In fact, when she first started selling her products at the fair, all she did was pork rinds. She decided to expand partly because her son talked her into entering her chicken chili in the Phoenix Hill Chili Cook-off – it finished second – and partly because she realized pork rinds are a better fit for a convenience store, grocery store or liquor store than a state fair.
“There’s so much competition,” she says. “Snacks are kind of an impulse thing. It’s kind of hard to compete with a turkey drum.”
Her timing with the pork rinds was spot on, however. They were beginning to get popular as a snack because it was during the time of the Atkins Diet craze – pork rinds don’t have any carbs. Glover is soft spoken and sweet, but she isn’t shy. She approached the Waterfront Development Corp. to get permission to cook and sell her snacks at the waterfront. Permission received, she got herself a mobile fryer and went to it. And they sold well. But she soon realized there were limitations.
“When the weather got cold and the wind was blowing, I couldn’t keep my oil hot enough,” Glover says. And when winter hit, the customers stayed home. The problem was, she had bags and bags of pork rinds: “I was wondering, ‘What in the world am I going to do with this inventory?’ It came to me: ‘Alice, you need to cook ’em, bag ’em and sell ’em.”
And so she decided to become a USDA-certified meat processor and launch JITA Snacks LLC, named using the first letters in the names of her four grandchildren (Jaydah, Isaiah, Timothy and Alicia). She gradually used inventory sales to pay for equipment, and built a full-on processing plant of sorts in her garage and utility room, piece by piece. Now, that said, she’s not butchering pigs in her kitchen – she buys the frozen pig skin pieces, or “pellets,” pre-processed. In her 450-square-foot “plant,” she then finishes cooking them, seasons them and bags them for sale.
But she says they have a flavor reminiscent of bacon – a sure sales advantage over most snacks – and they come in six flavors: BBQ, Cheddar Cheese, Sweet & Hot, Fire Hot, Salt & Vinegar and Original. And as they are cooked in smaller batches in higher-quality oil, they are much softer and more flavorful than the stuff produced at mega-plants.
Meanwhile, her soups and other treats have become big hits as well, such as watermelon cups and various exotic teas (one is a mint julep tea).
I got a sampling of her wares recently and was taken aback by the shrimp and grits. That would be my first recommendation if you’re going to the fair and don’t like elephant ears and corn dogs. But the award-winning chicken chili is not far behind, and the gumbo is a solid choice as well. You can find her setting up her stand at various spots around town, like Apocalypse Brew Works and other locations where street food vendors and food trucks gather.

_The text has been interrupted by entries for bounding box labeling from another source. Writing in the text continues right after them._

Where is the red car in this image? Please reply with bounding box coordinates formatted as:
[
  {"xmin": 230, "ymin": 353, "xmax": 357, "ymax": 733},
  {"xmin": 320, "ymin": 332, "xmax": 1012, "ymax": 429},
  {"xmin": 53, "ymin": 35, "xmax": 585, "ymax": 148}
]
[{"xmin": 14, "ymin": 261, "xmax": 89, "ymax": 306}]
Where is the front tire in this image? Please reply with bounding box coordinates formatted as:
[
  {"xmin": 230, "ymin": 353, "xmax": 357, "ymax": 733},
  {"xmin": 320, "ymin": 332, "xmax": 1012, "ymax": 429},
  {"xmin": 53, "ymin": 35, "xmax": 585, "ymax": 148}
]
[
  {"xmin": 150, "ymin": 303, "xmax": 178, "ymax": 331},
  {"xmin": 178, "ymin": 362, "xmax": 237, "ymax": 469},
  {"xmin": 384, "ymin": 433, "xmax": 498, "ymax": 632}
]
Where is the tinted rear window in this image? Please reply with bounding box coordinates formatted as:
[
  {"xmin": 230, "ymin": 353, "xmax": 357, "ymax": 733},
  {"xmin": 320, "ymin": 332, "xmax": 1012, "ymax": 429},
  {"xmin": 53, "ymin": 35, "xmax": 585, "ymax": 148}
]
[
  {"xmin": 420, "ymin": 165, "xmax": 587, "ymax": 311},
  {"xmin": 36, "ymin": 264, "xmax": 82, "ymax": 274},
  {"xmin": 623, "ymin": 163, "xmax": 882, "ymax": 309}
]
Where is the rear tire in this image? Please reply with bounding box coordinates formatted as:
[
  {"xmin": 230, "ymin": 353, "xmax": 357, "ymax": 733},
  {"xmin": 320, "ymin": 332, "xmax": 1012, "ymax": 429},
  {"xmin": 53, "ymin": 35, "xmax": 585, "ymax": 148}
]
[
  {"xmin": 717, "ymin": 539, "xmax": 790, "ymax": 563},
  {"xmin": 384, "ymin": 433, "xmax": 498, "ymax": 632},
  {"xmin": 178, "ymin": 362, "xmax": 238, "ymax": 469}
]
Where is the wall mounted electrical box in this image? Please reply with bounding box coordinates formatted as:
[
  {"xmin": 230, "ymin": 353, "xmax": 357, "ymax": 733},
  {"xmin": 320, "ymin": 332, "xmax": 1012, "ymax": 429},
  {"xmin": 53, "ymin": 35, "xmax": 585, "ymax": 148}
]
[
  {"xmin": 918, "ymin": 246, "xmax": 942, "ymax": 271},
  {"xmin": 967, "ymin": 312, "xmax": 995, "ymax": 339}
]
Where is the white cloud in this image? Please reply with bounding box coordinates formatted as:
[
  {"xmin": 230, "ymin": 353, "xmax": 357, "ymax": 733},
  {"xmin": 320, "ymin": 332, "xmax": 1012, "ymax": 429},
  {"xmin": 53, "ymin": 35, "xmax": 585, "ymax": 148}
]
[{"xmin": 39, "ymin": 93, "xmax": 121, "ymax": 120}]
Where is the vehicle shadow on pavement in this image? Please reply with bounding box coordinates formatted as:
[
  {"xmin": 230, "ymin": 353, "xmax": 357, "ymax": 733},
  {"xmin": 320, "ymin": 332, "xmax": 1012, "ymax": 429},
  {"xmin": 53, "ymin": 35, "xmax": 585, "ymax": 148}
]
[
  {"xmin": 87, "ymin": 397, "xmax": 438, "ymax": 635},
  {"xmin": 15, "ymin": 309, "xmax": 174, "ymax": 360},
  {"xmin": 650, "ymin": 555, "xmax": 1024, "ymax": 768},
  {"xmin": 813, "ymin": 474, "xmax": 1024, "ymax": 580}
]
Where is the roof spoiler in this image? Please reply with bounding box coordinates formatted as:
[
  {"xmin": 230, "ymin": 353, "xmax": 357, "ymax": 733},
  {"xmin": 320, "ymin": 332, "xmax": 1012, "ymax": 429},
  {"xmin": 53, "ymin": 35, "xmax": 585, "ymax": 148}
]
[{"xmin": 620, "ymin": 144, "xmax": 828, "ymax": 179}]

Heck, she may still be doing it another 10 years from now. Her son has moved on to other things, but she’s still cranking out 2,500 bags of pork rinds per month with the help of her grandchildren and selling them at places like Liquor Barn and various convenience stores and grocery stores.
And, of course, there’s the delicious shrimp and grits. When I ask if she thought her chili and other hot products are better bets at the fair this year than Krispy Kreme donut cheeseburgers or the new deep fried hot brown on a stick, she chuckles.
But, ever the businesswoman, she quickly gets serious, noting that her customers at the fair refer to her wares as “non-traditional fare food.” Hey, it’s a Southern thing.
“Deep fried hot brown on a stick?” she says. “I know it’s better than that.”
She laughs again. “It just has to get the recognition, that’s all.”